The sprockets.http.mixins.ErrorLogger
mix-in extends write_error
to log the failure to the self.logger
BEFORE calling the super
implementation. This very simple piece of functionality ensures that when
your application is calling send_error
to signal errors you are writing
the failure out somewhere so you will have it later.
It is also nice enough to log 4xx status codes as warnings, 5xx codes as
errors, and include exception tracebacks if an exception is being handled.
You can go back to writing self.send_error
and let someone else keep
track of what happened.
Now that we have useful information in our log files, we should be returning
something useful as well. By default, the Tornado provided send_error
implementation writes a simple HTML file as the response body.

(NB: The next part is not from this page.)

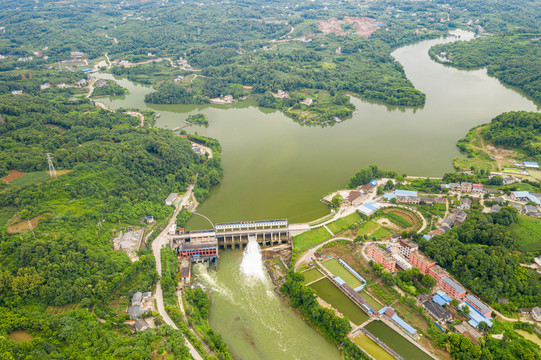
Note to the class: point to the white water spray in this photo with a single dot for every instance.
(252, 263)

The
sprockets.http.mixins.ErrorWriter
mix-in provides an implementation of
write_error
that is more amenable to programmatic usage. By default
it uses a JSON body since that is the defacto format these days. Let's look
at our example again:
class MyHandler(web.RequestHandler):
def get(self):
try:
do_something()
except:
self.send_error(500, reason='Uh oh!')
return
The implementation of tornado.web.RequestHandler.write_error
will produce
a response that looks something like:
HTTP/1.1 500 Uh oh!
Server: TornadoServer/4.2.1
Content-Type: text/html; charset=UTF-8
Date: Fri, 20 Nov 2015 08:10:25 GMT
<html><title>500: Uh oh!</title><body>500: Uh oh!</body></html>
That is a lot better than nothing but not very useful when your user is
someone else's code. By adding sprockets.http.mixins.ErrorWriter
to
the handler's inheritance chain, we would get the following response
instead:
HTTP/1.1 500 Uh oh!
Server: TornadoServer/4.2.1
Content-Type: application/json
Date: Fri, 20 Nov 2015 08:10:25 GMT
{"message": "Uh oh!", "type": null, "traceback": null}
The traceback
and type
properties hint at the fact that exceptions
are handled in a manner similar to what Tornado would do -- if the call to
send_error
includes exception information, then the exception's type
will be included in the response. The traceback
is only included when
the standard serve_traceback
Tornado option is enabled.
If the sprockets.mixins.mediatype.ContentMixin
is also extended by your
base class, write-error
will use the ContentMixin.send_response
method
for choosing the appropriate response format and sending the error response.